People who gamble in actual casinos frequently are doing so with money that was supposed to pay the rent, buy food for the kids, make a payment on the credit card, whatever. In the small town of Mayberry that I used to live in (not its actual name) in southern New Hampshire, one of the local school teachers took to bank robbery to fund her gambling problem. Really. I'm not making this up.

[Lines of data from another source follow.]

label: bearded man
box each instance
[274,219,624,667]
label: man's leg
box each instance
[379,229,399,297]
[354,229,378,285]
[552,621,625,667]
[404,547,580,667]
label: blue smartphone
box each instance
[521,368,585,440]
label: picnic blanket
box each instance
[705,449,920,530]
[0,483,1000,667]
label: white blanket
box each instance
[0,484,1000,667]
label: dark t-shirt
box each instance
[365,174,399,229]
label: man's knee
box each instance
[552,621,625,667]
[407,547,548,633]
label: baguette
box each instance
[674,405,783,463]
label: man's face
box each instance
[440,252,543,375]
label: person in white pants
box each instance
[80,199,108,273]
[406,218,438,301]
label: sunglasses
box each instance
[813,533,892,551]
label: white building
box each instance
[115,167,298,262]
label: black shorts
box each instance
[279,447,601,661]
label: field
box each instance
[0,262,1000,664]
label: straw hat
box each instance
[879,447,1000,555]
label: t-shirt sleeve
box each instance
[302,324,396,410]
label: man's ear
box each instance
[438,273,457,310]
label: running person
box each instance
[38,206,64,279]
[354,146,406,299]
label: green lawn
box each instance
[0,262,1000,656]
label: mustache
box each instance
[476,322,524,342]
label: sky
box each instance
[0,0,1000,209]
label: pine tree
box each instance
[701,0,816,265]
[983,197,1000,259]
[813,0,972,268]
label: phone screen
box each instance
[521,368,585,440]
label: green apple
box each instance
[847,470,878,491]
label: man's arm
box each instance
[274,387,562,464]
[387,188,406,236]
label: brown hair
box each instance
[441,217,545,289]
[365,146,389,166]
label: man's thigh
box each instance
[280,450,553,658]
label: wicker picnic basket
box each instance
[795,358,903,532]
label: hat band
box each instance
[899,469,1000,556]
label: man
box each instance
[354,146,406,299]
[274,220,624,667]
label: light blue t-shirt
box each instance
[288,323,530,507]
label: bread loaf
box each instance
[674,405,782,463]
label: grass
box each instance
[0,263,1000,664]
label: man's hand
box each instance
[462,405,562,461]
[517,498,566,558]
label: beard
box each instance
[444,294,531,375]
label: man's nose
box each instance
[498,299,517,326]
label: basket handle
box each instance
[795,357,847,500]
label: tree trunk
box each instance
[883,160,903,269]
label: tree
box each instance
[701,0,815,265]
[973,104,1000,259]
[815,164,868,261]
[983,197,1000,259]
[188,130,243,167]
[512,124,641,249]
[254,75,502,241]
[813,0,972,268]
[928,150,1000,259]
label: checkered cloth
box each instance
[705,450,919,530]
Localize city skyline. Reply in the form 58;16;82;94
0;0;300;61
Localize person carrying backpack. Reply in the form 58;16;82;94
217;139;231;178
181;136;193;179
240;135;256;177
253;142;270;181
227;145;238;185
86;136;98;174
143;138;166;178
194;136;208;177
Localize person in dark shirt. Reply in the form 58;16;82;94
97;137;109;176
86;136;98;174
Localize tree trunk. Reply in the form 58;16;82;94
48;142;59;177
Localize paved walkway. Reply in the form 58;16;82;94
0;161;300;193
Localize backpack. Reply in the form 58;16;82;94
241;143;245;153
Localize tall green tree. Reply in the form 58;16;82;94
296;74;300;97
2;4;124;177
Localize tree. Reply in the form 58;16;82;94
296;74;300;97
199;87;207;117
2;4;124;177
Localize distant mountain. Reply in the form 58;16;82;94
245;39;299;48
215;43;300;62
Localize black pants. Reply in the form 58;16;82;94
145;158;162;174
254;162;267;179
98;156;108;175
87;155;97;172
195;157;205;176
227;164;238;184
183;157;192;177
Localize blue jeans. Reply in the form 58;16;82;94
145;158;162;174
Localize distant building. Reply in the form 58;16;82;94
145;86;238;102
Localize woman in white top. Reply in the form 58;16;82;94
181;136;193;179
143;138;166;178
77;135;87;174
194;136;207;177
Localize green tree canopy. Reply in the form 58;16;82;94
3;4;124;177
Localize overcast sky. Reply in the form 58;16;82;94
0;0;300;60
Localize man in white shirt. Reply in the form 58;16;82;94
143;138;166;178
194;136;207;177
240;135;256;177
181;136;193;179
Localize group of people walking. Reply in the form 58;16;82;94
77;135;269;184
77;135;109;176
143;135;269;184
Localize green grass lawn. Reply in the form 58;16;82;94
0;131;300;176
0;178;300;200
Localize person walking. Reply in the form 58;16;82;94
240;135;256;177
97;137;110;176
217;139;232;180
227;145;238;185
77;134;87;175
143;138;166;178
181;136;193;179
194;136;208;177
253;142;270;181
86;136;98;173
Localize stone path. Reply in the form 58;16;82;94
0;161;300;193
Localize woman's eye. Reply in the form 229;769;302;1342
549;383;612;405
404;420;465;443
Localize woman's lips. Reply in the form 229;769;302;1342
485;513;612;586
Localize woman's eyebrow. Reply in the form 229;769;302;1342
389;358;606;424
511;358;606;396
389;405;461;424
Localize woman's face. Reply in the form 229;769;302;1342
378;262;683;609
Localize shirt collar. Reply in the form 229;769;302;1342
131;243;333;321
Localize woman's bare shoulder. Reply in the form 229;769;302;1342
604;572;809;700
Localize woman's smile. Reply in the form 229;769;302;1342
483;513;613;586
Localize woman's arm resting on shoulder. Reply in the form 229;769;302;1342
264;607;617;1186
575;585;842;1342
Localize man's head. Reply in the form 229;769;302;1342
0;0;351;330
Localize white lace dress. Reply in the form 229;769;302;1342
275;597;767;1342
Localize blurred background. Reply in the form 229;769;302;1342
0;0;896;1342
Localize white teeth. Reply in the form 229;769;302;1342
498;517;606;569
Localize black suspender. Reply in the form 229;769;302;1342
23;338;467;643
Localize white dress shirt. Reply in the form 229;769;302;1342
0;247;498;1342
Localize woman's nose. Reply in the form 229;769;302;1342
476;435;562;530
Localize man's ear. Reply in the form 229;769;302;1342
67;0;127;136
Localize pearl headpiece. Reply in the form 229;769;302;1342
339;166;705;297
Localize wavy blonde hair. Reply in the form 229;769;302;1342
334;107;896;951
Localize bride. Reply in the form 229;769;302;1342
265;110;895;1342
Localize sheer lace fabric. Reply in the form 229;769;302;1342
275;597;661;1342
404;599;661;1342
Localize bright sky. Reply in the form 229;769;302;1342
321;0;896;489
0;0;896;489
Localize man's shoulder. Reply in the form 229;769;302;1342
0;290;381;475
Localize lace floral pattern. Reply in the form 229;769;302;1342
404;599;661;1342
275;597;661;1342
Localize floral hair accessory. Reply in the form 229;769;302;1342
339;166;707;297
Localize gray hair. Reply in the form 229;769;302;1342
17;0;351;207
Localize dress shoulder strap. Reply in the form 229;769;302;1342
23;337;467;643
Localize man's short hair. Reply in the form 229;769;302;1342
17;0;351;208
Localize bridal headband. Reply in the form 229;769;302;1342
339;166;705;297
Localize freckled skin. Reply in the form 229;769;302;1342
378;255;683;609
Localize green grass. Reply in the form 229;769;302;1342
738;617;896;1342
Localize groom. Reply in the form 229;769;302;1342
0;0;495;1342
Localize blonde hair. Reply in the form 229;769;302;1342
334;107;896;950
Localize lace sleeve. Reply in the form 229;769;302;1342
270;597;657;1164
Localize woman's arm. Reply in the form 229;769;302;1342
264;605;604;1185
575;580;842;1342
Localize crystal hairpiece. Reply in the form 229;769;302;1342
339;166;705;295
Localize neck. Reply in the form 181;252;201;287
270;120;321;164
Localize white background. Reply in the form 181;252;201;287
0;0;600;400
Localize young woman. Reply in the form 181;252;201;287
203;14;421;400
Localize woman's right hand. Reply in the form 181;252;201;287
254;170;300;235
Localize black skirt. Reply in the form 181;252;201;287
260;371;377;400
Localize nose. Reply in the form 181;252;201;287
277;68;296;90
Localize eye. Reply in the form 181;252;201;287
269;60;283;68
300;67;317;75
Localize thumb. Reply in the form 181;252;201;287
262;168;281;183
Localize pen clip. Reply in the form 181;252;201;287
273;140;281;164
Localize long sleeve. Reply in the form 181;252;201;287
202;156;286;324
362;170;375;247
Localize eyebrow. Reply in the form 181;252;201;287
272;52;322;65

If things like synthetic CDOs and other exotic financial instruments are really just gambling, are really just betting -- they don't transfer risk, they create it out of, well, whatever synthetic CDOS are made out of -- then let's be honest about why that's bad. That's bad because a lot of the time, gamblers cannot afford to lose the money they've put on the table. And that's _exactly_ what's wrong with banks participating in this nonsense. They lose a bet. Their capital structure goes way past creaky and into total collapse and the next thing that happens is some jackass pulls a piece of scratch paper out of his back pocket and says give us a whole lot of money and all the power imaginable. And we have to say yes, because the alternative is entirely terrifying.
Let's not do that again.
But unfortunately, Mr. Rich follows up his disabled metaphor with a distraction in which he compares what Magnetar did to betting against the American Dream.
It might take us a while yet to get a handle on what happened and what we can do to prevent it from happening again.